I was fortunate, because I was able to earn a bit of extra money through journalism—quite a lot in due course—and I had a wife who had embarked on a sensible and stable career, but notwithstanding the beginning of Short money when I went into the shadow Cabinet in 1987, my office costs had to be subsidised out of my family’s income every year until I became a Minister. Every year, the Fees Office would approach me with an estimate of what I had to pay it, not because I had over-claimed and had to repay, but so that my staff in Blackburn and in the House could be paid and so that other costs could be met. Yes, the House went too far in correcting that situation, but we are all anxious—I am sure that Sir Ian Kennedy and his colleagues at IPSA are taking this on board—that the situation should not revert to that which obtained before, when a lot of people were actively prevented or put off from coming to the House.

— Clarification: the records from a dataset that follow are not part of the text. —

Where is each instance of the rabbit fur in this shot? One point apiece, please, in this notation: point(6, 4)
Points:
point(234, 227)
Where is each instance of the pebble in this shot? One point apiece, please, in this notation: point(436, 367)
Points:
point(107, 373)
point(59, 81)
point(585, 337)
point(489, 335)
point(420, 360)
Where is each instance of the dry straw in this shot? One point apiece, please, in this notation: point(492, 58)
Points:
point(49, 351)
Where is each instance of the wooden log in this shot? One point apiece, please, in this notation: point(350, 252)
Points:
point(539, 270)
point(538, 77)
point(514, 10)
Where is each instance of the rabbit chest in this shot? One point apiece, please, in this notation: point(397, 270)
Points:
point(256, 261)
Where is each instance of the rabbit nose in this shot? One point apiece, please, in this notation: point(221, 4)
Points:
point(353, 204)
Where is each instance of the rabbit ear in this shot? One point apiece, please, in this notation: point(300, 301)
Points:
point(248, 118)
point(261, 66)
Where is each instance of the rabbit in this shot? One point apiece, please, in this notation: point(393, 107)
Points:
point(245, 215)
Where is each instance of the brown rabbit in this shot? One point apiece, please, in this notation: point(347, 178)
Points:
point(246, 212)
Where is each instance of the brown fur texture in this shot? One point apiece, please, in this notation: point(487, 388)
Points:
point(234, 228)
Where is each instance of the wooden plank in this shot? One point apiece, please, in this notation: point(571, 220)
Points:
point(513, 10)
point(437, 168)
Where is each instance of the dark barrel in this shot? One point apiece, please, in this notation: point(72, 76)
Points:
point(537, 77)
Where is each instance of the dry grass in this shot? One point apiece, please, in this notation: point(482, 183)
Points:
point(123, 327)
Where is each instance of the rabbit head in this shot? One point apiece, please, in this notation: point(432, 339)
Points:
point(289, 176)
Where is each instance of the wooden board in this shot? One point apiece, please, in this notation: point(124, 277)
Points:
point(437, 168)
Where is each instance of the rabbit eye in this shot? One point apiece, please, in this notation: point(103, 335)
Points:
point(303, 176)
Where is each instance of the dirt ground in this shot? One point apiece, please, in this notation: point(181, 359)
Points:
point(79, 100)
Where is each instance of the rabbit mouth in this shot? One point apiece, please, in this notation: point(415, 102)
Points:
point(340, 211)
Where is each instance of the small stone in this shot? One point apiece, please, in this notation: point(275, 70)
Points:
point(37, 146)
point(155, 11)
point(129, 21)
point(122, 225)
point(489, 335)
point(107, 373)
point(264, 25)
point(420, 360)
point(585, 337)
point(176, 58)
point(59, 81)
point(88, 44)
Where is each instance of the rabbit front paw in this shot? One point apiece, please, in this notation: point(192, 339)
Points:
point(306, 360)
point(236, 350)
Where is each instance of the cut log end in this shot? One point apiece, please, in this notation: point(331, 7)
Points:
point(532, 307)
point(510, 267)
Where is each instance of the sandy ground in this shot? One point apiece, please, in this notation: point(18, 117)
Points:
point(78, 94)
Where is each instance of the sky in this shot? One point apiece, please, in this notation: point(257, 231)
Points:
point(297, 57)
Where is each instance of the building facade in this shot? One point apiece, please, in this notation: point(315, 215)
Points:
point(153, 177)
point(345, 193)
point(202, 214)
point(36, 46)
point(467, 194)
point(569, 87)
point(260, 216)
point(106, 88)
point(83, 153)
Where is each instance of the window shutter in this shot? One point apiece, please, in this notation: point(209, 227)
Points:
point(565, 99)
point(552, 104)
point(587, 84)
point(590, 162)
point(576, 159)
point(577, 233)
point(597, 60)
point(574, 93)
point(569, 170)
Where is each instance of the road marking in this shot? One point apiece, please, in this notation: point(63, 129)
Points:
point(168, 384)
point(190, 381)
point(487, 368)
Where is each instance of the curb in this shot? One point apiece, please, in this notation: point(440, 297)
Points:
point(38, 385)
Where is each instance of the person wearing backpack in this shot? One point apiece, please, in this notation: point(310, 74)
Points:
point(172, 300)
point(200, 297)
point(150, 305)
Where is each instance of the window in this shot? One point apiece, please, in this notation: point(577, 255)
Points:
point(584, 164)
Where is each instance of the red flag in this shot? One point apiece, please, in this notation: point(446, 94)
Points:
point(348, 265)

I worry that future generations of very good people will be put off, partly by public scrutiny. We all have to accept such scrutiny because the House signed up with great alacrity to the Freedom of Information Act 2000; indeed, it was the House itself that demanded that Parliament should be included in that Act. Ever compliant with the wishes of the House, I, as the sponsoring Minister, said yes to that. I worry that future generations will also be put off by the overall remuneration, which is a worry for us all. It is the people of the country, rather than the people in the House, who will suffer if we cannot attract into politics people of quality and assiduity, whatever their social background, monetary wealth or lack thereof.
When I first came to the House, there was no secretarial allowance at all, and the pension for MPs had been introduced only the year before. However, will my right hon. Friend reflect on the comments of several Members in this debate, at least since I came into the Chamber, who seem to blame the Fees Office for much of what has occurred and what has been exposed in recent months? I believe that, on the whole, the Fees Office did a useful job and gave good advice, and we should be careful not to transfer the blame from ourselves on to officials who have given very good service over the years.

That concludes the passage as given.